Now, Dasta will have a little more time to digest the information.

The Consumer Finance Protection Bureau has proposed the deadline be moved from Aug. 1 to Oct. 3 for implementing new TILA-RESPA disclosure forms.

Bureau Director Richard Cordray issued a statement in June proposing that the “Know Before You Owe” rule become effective at the later date in order to “correct an administrative error” that would have delayed implementation anyway.

Also he said the agency believed a delay “would better accommodate” consumers, the industry and their families during the busy homebuying season heading into the start of the school year.

His reasoning closely resembled the wording of a May request by the National Association of Realtors, which asked for an enforcement grace period through the end of 2015.

It asked to “delay enforcement to the slower winter months when fewer consumers would be negatively impacted,” NAR said in a statement. Even if only 10 percent of transactions experience closing issues from the new rules, it would mean as many as 40,000 transactions a month, according to the association.

A day after the CFPB announcement, NEFAR president Sally Suslak said she was happy to hear about it.

“I think agents are ready, but the people doing the closing statements may need more time to figure this out,” she said.

Suslak is the broker for Traditions Realty. The Riverside company has hosted three seminars for their agents and the rules have changed a little each time, Suslak said.

Realtors will rely on the closing agents and lenders to define the process, Suslak said. That puts the heaviest burden on the vendors, not so much on the Realtors.

Even so, Realtors are busy getting trained through presentations offered by mortgage companies, NEFAR and other professional associations.

Bruce Wehner, sales manager at Franklin American Mortgage Co., said he doesn’t think the delay is needed. His company is ready to use the new forms now.

“Just get on with it,” he said.

It was a sentiment echoed by Sue Dutcher, who ran the Southwest Council’s seminar.

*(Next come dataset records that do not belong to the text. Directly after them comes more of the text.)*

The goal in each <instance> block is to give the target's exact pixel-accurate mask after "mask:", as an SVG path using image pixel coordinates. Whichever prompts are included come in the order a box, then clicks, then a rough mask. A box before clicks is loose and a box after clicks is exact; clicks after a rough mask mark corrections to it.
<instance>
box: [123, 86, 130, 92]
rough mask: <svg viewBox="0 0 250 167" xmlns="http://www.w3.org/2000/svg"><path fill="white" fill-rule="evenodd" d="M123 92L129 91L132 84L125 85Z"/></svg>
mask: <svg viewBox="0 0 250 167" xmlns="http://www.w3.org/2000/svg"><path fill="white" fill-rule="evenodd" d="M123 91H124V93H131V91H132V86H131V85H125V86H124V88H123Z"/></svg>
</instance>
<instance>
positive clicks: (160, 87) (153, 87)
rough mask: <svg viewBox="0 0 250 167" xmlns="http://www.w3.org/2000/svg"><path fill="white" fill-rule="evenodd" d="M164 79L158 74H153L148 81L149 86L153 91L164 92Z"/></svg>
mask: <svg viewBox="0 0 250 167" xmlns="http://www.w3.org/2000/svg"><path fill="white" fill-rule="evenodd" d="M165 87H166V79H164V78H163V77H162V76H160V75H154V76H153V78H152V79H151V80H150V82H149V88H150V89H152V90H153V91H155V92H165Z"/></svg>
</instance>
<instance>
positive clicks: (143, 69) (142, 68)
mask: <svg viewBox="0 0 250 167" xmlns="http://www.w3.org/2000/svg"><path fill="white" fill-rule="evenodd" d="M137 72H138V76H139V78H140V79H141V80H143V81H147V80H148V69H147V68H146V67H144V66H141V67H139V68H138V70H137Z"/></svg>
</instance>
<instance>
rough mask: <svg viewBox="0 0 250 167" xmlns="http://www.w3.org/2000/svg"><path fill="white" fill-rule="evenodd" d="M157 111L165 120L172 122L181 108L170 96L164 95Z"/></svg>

An associate Florida agency sales manager for First American Title Insurance Co., Dutcher’s company has been working with the CFPB on the new rules for more than two years.

“They were telling us for months — tell people nothing will change, this is going to happen,” she said. “And I did.”

Right up until the proposed delay.

Still, some of Dutcher’s statements reveal she does expect a few bumps in the road.

Realtors should plan for a 45- to 60-day period for closing rather than a 30-day period.

“Because, no one has any practice doing this,” she said.

Also, she sees simultaneous closings, which are common in Florida for relocations, coming to an end.

“I don’t think chances are good that everybody is going to be closing the same day, because of timing,” she said.

She told Realtors to start thinking about writing contracts with post-occupancy addendum instead. In states where post-occupancy is the norm, sellers may live in the house three to five days for free after the closing.

Despite the difficulties, Dutcher said the new forms are a good thing. They make it easier for people to understand how much money they need to bring to closing, what those costs are and what those costs entail.

“It really will be better,” she said. There will just be a learning curve.